The fertilized egg, also known as the blastocyst, eventually attaches itself to the uterine wall and begins to produce hCG (the Human Chorionic Gonadotropin hormone). That is why pregnancy tests are engineered to detect hCG, because this means fertilization and implantation has already occurred, and voila! There is officially a baby on board.

But before the fertilized egg attaches itself to the uterine wall, it must make the arduous journey from the fallopian tube to the uterus, which results in the ‘implantation’ of the egg. This journey can take anywhere from 7-10 days. As the egg travels, it also continues to grow in size as the cells within it divide and reproduce.

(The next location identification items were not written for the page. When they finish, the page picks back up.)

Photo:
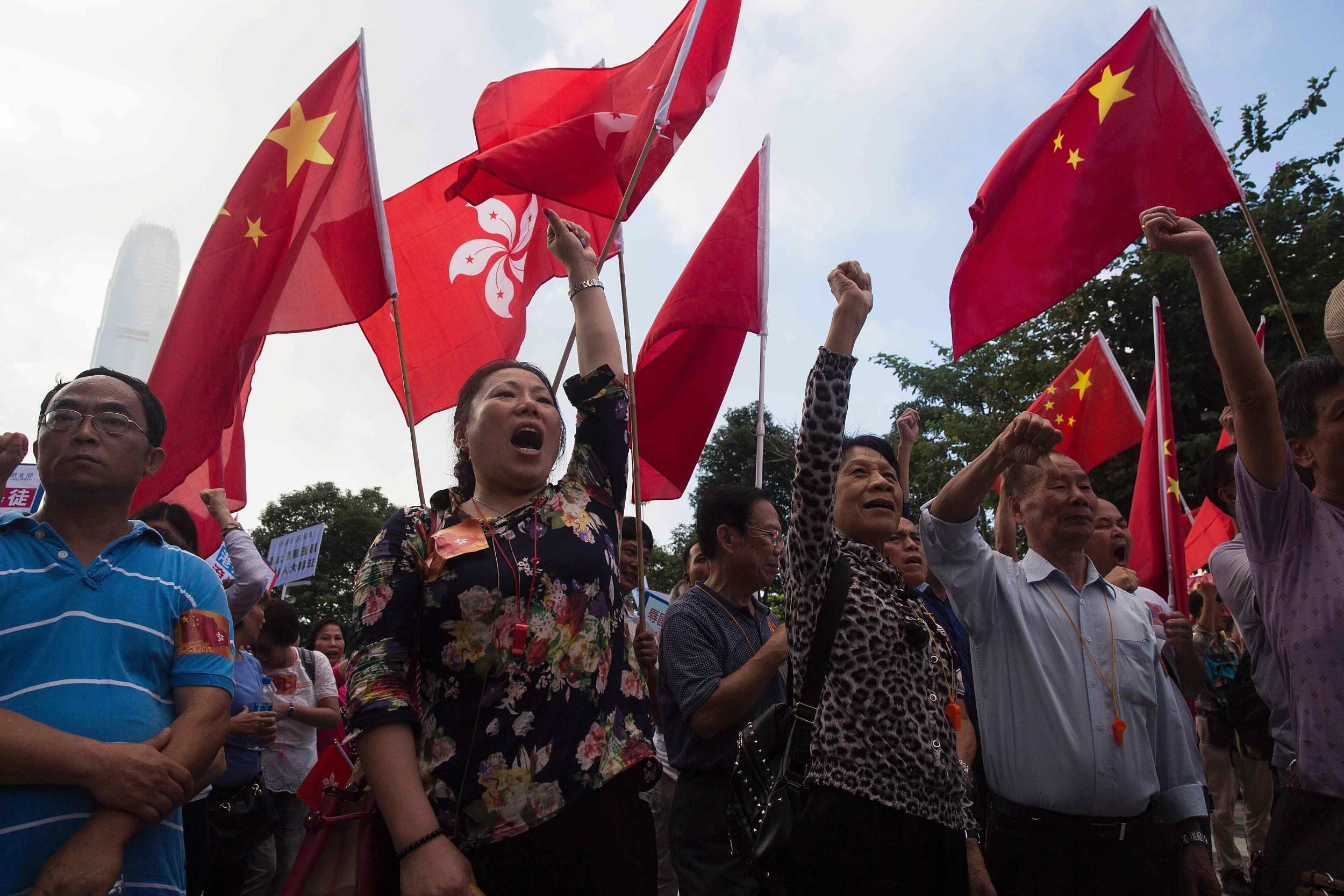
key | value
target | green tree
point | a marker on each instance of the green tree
(353, 521)
(1300, 213)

When the egg arrives at the uterus for implantation, a tissue known as trophoblast develops around the egg. The trophoblast tissue is what causes the egg to attach itself to the uterus and pulls the egg into the endometrium. Trophoblast also enters the mother’s blood vessels and works to redirect her blood to the egg. Implantation bleeding can sometimes occur as a result of two processes: when the egg is pulled into the endometrium, or when some of the redirected blood leaks out while it travels to the fertilized egg. Both of these are completely normal.